Knowles cautioned, however, that self-love should operate in its purest form and be done in tandem with our love for God and love for others as was explained by Jesus in the parable of the Good Samaritan.

Sharing on obstacles to loving one’s self and others, Knowles warned that pride can rear its ugly head, leaving one to presume that one can survive without God, who is the source of our happiness, and also not caring if others find happiness.

“Pride is the passion to be happy contaminated and corrupted by two things: the unwillingness to see God as the only fountain of true and lasting joy and the unwillingness to see other people as designed by God to receive our joy in him,” he said.

With the country now being rocked by a spate of murder, rape, and shootings, including of women and children, Knowles used the opportunity to highlight that the absence of the power of love – for self and others – is at the heart of the increased criminality.

He placed the onus on the Church to remember its mandate and act out love because at the end of the day, that will be the only real solution to the hatred that is driving others to take lives.

Going back to basics where Jesus commanded the people to “love your neighbour as yourself”, Knowles said that that is the only real hope.

Jesus also said seek ye first the kingdom of God. “This means that my love for God and my quest for happiness are now one and the same.

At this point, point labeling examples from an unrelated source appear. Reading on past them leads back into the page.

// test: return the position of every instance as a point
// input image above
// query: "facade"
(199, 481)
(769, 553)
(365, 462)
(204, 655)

And all of this is found in Jesus Christ.”

“The greatest commandment is, “Love the Lord your God with all your heart and with all your soul and with all your mind,” he quoted from Jesus’ instructions as he advised that love should not see you assisting only those you expect to get something from, but rather, aiding those who might never be able to give you anything.

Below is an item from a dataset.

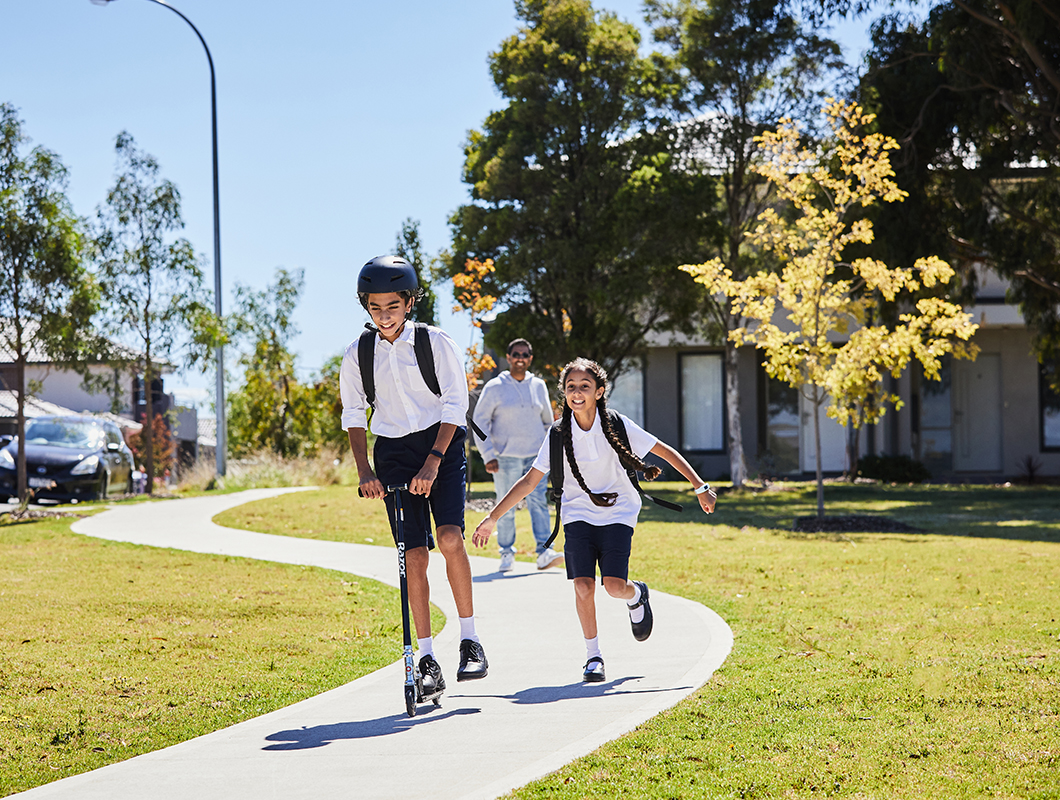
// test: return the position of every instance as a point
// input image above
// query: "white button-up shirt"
(403, 402)
(602, 470)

“It is the putting of the ‘other’ above everything else, loving genuinely, that will see persons looking out for each other, and this kind of care will reflect in their not wanting to hurt others, but rather to assist them.”

As the COVID-19 pandemic devastates the world, Knowles noted that if there is ever a time to show love by being God’s angels on E6arth, that time is now.

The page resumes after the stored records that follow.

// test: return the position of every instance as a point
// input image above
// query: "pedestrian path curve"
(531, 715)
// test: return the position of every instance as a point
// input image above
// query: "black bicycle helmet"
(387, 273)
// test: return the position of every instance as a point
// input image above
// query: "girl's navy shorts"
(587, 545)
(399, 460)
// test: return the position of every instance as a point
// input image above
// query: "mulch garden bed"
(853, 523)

“If you are longing to see more of God’s bounty and liberality through the supply of food, rent, and clothing, then seek to show others the greatness of this divine bounty by the generosity you have found in God. Let the fulfillment of your own self-love in God-love overflow into neighbourly love,” he stated.

Knowles said that loving God, loving self, and loving your neighbour will bring about the change the country so desperately needs.

“It won’t take zones of special operations; it won’t take a state of emergency. It will take a total transformation of the heart, where God’s love is allowed to permeate and manifest.”

Self-love, he shared, should be nurtured, and loving yourself in the purest form will see you wanting all that is good for your neighbours as well – and that means allowing them to live and be happy.